Les feuilles craquent sous leurs chaussures telles de pauvres insectes sous le poids des géants. Alain et quelques copains sont allés faire une virée dans le bois, après l’école. Le froid hivernal n’est pas une excuse pour abandonner leur quête d’aventure. Longeant la rivière, une branche à la main comme pour battre la mesure, on échange des blagues, on s’invente un monde. Puis comme tous les garçons, on se défie, on se provoque. Le bonnet rouge subtilisé vole et glisse sur la glace qui s’est formée à la surface du courant d’eau, en contre bas du chemin de fer. Les sourcils se froncent, l’agacement prend place, le ton monte parmi la bande, mais la victime se résigne. Il faut récupérer ce bonnet, sinon c’est la rouste en rentrant à la maison. Le garçon progresse avec hésitation sur la surface verglacée. Là, à bout de bras, les doigts s’étirent jusqu’à effleurer la pièce de laine écarlate. Soudain, un craquement résonne, la glace se fend dans l’écho du silence.

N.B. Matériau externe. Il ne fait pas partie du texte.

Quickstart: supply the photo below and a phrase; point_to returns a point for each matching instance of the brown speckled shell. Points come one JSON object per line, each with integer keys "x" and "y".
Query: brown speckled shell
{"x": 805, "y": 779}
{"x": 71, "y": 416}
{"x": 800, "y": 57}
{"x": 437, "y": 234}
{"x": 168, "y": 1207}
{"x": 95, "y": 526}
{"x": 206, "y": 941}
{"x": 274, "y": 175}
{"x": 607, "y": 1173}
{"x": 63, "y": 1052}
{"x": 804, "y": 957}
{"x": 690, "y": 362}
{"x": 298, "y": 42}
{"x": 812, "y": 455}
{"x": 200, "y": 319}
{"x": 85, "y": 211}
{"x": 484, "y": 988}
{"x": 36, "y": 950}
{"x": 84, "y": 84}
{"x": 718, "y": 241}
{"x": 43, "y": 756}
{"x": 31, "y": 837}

Mon père n’est qu’un jeune adolescent lorsqu’il voit son ami disparaître à tout jamais, englouti dans les eaux glacées. Soixante ans se sont écoulés, mais la tragédie reprend vie dans les yeux humides de mon paternel. C’était l’été dernier.

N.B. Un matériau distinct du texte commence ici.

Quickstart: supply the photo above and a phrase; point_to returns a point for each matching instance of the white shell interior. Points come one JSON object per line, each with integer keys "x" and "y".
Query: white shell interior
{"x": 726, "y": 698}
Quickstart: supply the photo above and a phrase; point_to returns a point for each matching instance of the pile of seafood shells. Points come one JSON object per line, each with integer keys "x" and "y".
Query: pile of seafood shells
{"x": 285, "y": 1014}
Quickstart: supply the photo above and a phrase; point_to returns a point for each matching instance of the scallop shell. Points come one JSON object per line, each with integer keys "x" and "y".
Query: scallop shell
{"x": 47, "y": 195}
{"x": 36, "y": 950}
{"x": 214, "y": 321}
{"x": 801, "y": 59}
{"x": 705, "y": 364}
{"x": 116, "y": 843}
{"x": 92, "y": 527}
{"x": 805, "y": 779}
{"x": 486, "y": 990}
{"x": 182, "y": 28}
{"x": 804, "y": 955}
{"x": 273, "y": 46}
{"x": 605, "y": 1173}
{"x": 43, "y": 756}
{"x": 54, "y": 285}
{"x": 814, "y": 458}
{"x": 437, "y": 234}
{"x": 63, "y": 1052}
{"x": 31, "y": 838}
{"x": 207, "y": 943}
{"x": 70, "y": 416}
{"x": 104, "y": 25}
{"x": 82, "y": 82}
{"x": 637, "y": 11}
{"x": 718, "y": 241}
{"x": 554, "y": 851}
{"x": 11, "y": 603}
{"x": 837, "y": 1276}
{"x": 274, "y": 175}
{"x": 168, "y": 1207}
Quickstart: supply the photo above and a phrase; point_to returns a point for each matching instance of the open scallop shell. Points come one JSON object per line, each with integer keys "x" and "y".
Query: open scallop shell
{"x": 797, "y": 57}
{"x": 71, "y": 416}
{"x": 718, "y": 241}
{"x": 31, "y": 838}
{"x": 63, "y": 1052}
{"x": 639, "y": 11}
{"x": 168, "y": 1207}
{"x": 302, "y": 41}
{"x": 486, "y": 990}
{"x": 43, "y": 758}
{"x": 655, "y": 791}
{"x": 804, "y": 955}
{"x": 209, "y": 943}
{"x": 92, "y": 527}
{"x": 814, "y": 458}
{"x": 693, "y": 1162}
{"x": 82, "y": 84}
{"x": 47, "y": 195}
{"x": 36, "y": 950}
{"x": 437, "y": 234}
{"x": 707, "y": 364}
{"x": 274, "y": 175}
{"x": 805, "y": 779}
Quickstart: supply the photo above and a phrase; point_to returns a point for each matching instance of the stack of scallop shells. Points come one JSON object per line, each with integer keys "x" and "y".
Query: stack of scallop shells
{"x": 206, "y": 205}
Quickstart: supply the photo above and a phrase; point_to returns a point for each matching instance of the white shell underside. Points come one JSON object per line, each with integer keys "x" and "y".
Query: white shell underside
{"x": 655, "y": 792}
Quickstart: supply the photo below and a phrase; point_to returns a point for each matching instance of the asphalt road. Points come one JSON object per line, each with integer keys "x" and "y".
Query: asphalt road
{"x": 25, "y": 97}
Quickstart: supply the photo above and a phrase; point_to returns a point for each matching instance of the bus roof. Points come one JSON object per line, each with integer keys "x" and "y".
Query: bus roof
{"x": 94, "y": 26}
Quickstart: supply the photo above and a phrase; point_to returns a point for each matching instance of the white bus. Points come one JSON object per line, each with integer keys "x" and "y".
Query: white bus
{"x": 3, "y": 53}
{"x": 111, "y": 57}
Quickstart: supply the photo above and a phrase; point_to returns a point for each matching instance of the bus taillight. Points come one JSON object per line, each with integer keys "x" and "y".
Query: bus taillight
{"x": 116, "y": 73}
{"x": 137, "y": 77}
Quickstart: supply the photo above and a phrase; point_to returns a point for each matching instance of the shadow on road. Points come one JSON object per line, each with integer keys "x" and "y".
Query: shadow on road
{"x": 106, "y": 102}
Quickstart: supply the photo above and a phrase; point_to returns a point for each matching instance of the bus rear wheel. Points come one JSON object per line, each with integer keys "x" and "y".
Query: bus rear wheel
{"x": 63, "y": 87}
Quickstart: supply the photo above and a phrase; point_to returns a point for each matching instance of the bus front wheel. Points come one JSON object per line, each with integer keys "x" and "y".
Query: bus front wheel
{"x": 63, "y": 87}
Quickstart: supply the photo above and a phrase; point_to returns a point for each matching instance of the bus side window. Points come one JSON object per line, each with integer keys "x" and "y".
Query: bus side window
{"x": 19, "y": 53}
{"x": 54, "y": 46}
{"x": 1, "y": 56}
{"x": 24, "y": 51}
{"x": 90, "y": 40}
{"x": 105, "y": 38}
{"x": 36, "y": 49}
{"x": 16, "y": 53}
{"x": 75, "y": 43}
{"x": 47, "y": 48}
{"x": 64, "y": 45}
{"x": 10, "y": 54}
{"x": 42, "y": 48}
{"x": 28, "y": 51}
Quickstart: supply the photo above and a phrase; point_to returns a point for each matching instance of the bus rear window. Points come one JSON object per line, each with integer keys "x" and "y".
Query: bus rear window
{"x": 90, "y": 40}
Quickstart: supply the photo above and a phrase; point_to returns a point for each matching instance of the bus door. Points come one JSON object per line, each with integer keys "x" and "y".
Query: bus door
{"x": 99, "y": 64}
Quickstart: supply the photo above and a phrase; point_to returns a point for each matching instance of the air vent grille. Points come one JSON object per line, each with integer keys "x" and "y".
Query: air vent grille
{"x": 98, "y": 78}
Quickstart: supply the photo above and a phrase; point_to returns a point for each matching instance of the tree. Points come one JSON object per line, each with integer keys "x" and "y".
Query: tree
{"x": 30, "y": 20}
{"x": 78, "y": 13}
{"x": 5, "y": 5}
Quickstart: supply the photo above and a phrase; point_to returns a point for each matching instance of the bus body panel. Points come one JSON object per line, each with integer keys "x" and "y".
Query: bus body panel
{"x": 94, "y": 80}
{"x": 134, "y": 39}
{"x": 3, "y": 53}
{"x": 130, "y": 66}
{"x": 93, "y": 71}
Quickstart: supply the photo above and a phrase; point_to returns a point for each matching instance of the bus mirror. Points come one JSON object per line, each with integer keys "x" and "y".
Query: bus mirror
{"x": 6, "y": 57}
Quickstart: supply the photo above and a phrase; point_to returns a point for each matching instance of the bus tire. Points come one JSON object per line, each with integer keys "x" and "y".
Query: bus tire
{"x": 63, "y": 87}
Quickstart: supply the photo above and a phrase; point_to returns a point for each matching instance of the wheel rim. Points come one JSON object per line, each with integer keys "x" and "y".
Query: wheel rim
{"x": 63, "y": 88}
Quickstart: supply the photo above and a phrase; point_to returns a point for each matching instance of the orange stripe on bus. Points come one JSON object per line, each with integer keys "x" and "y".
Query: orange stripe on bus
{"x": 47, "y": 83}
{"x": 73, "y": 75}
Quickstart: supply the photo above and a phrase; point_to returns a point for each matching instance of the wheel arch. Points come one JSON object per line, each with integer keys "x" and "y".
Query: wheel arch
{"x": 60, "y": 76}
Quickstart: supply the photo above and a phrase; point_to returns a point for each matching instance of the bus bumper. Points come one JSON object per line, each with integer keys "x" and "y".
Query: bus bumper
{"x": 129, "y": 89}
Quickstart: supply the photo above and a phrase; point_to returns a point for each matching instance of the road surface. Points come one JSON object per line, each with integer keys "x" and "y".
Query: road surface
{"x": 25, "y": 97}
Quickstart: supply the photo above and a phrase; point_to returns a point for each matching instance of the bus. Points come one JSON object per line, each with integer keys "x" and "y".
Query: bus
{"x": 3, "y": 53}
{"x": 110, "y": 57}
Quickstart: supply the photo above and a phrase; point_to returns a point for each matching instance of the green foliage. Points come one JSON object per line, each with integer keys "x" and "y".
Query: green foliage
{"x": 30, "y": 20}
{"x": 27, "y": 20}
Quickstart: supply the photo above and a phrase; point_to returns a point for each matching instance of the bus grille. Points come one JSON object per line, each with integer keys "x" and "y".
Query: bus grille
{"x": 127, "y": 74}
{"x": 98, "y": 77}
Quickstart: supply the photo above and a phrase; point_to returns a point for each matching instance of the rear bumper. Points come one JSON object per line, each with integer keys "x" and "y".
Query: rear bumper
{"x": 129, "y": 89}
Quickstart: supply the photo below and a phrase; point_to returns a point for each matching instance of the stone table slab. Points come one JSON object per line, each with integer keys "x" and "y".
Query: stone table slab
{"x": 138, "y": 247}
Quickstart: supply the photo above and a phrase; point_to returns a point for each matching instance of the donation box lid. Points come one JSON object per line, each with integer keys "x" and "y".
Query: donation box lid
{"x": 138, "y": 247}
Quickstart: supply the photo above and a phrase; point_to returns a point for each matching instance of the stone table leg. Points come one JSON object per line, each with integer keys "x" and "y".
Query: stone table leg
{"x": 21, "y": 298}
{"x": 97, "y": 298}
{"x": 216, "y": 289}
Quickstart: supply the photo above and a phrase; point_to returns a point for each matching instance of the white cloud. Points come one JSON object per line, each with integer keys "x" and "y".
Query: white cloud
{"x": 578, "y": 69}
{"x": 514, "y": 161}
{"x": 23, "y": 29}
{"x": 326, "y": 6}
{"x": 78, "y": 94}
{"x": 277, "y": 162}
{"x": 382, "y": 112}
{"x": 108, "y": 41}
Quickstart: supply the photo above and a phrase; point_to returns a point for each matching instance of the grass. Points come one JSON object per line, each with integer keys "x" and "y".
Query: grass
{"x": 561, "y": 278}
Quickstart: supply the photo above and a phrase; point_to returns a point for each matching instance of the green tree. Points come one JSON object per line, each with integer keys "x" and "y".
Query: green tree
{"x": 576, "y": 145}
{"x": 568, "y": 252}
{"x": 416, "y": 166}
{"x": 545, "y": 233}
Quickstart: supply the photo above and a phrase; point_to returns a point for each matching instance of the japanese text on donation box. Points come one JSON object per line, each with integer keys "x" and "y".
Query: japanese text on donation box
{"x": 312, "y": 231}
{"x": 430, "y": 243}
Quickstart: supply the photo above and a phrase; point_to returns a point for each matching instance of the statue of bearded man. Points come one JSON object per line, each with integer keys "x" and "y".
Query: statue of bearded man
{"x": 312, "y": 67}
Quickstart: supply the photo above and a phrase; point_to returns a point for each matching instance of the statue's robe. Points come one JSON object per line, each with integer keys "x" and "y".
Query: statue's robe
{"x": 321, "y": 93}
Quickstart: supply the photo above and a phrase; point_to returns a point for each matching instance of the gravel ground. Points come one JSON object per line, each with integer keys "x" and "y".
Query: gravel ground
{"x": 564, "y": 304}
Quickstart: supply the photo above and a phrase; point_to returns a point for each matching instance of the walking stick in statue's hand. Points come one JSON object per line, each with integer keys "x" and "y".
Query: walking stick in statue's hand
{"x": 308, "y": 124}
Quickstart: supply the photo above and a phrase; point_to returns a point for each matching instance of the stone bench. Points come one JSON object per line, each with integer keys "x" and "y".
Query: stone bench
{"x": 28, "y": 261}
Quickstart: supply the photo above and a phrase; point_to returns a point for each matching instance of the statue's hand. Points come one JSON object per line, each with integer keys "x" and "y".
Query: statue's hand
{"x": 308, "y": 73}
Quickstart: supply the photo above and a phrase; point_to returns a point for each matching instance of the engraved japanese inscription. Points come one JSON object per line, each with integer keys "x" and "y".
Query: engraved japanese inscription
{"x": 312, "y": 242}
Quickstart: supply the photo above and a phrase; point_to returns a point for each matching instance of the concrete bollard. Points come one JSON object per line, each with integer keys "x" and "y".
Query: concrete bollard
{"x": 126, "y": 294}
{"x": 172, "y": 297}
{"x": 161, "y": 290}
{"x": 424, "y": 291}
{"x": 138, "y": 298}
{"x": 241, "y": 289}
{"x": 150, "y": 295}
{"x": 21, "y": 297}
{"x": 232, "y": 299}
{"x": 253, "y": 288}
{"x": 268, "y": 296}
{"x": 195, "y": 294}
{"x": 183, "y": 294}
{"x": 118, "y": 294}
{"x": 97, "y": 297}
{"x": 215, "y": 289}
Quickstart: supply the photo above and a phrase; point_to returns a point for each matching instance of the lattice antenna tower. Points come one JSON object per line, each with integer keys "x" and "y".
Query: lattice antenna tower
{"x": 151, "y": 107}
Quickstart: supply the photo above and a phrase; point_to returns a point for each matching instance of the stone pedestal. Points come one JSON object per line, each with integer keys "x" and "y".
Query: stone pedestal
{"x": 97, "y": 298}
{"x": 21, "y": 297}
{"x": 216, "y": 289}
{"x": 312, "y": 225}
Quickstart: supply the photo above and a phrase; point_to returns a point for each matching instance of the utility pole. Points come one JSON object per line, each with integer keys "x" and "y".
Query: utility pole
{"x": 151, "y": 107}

Pourquoi nos cœurs s’agacent-ils à se souvenir du passé, du drame et de la douleur qui s’y fige ?
Une tragédie comme tant d’autres.
Il y a quelques années, Florent m’avouait avoir dérapé. Le soleil se couche sur les Alpes du Sud. On venait de dévaler les pistes enneigées d’une petite station de ski. Epuisés mais tellement ravis, sur le chemin du retour, il fond en larmes. Il pensait être fort, il voulait attendre, rêvait même de mariage. Son idéal n’est peut être pas commun. Tout le monde couche avec sa copine, non ? Mais ce jour là, son rêve est parti en fumée, consumé en quelques instants.
Théo, lui, est un adolescent que j’ai pu encadrer lors d’une colonie de vacances, dans les Hautes Alpes. Un soir, tous les deux assis dans l’herbe grasse, alors que le crépuscule descend lentement sur les montagnes qui dessinent l’horizon, il me partage son histoire. Son père, il ne l’a jamais connu. Et ce soir là, cette trahison n’a trouvé de forme que dans les larmes qui trempent mon t-shirt blanc. Mes bras deviennent un piètre refuge pour les sanglots de cet adolescent en quête d’identité.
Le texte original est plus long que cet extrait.